With nearly 1-million jobs lost over the course of 2009 as a result of the global economic recession, many people opted to stay with their current employers, rather than seek alternative employment with the risk of losing that job to the "last-in, first-out" principle. Consequently, managers have not made staff retention a priority – which could work to their disadvantage as the economy turns.

Specialist consultant to Quest Staffing Solutions, Roland Witham, says: "As the economy slowly starts to recover, top performing employees will once again be faced with choice and thus managers would be wise to start planning ahead now to review and revise elements of their retention strategies."
Quest recently surveyed 200 call centre agents to determine the factors that can help to reduce staff turnover. What emerged was the need for companies to incorporate a number of elements into their retention strategies in order to build a high-performing organisation with loyal, motivated employees.
These included: correct job design to allow for independent decision making; work-life balance; a participative and competent management team; learning and development programmes; and personalisation of retention activities (such as rewards and recognition) to individual employees.
Witham says: "Although a certain level of attrition is needed at times in an organisation, such as when under-performing employees volunteer to leave, unnecessary staff turnover needs to be produced.

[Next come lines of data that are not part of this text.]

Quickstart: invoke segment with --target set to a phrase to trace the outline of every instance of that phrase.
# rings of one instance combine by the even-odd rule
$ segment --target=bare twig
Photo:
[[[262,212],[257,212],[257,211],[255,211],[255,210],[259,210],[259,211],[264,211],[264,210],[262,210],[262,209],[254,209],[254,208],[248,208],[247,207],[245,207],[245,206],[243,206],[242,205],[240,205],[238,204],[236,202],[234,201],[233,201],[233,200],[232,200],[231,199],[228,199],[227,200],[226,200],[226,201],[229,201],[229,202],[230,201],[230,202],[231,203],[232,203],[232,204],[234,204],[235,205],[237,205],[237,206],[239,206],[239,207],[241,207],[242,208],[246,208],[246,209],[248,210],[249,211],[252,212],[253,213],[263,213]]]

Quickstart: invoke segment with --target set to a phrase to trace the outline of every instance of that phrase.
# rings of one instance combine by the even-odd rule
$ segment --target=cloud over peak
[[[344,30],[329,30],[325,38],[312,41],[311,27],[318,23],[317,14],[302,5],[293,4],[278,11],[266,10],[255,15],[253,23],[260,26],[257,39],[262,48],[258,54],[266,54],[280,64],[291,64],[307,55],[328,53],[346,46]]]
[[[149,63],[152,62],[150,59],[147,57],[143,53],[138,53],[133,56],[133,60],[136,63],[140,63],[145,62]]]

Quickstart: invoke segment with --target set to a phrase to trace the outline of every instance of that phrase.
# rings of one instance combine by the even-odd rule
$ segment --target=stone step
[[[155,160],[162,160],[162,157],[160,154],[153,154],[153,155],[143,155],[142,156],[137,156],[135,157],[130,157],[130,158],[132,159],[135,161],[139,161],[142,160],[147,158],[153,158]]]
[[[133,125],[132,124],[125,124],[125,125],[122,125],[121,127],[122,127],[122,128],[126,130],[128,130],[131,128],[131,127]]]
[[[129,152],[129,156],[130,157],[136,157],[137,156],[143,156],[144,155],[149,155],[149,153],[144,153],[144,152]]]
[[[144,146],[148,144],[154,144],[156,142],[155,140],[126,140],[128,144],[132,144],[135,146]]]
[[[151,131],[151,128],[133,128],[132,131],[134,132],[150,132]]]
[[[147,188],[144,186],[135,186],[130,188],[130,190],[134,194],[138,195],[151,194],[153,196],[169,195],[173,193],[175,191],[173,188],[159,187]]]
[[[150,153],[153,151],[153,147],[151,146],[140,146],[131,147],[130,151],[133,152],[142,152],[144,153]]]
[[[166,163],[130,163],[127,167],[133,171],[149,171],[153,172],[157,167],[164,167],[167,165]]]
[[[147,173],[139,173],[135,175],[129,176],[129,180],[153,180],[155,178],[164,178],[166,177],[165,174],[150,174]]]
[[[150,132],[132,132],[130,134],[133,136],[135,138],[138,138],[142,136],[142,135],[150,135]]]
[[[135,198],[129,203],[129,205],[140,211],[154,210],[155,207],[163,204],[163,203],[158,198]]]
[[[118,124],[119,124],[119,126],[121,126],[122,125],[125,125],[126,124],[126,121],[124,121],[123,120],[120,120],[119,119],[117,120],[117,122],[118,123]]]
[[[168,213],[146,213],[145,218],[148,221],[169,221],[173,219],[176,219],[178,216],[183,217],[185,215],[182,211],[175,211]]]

Companies, therefore, need to design jobs that help employees to feel empowered and that they are making a valuable contribution to the organisation. In addition, managers need to communicate frequently with them, assess levels of job satisfaction and provide regular performance feedback."
The study also showed that the majority of people who leave their jobs do so within the first three to six moths of employment. In order to address this issue, companies need to explain the organisation’s vision and mission during the induction period so that the employee’s experience of the organisation is in congruence with their expectations.
In addition, agents in the study cited interpersonal problems with managers and/or colleagues as a major factor when considering exiting a company.
Witham comments: "In our experience, we have seen that employees can work in the exact same environment and perform identical work functions yet, have vastly differing experiences due to interpersonal issues. To counteract this, we would recommend that a participatory management style, which encourages employees to discuss their opinions about their working environment, be implemented.
"The costs of attrition exceed merely replacing lost employees – it also involves the time and effort that goes into induction and training and the resulting loss of return on investment. In addition, South Africa’s skills shortage makes attrition even more undesirable. Therefore, a good retention strategy is vital."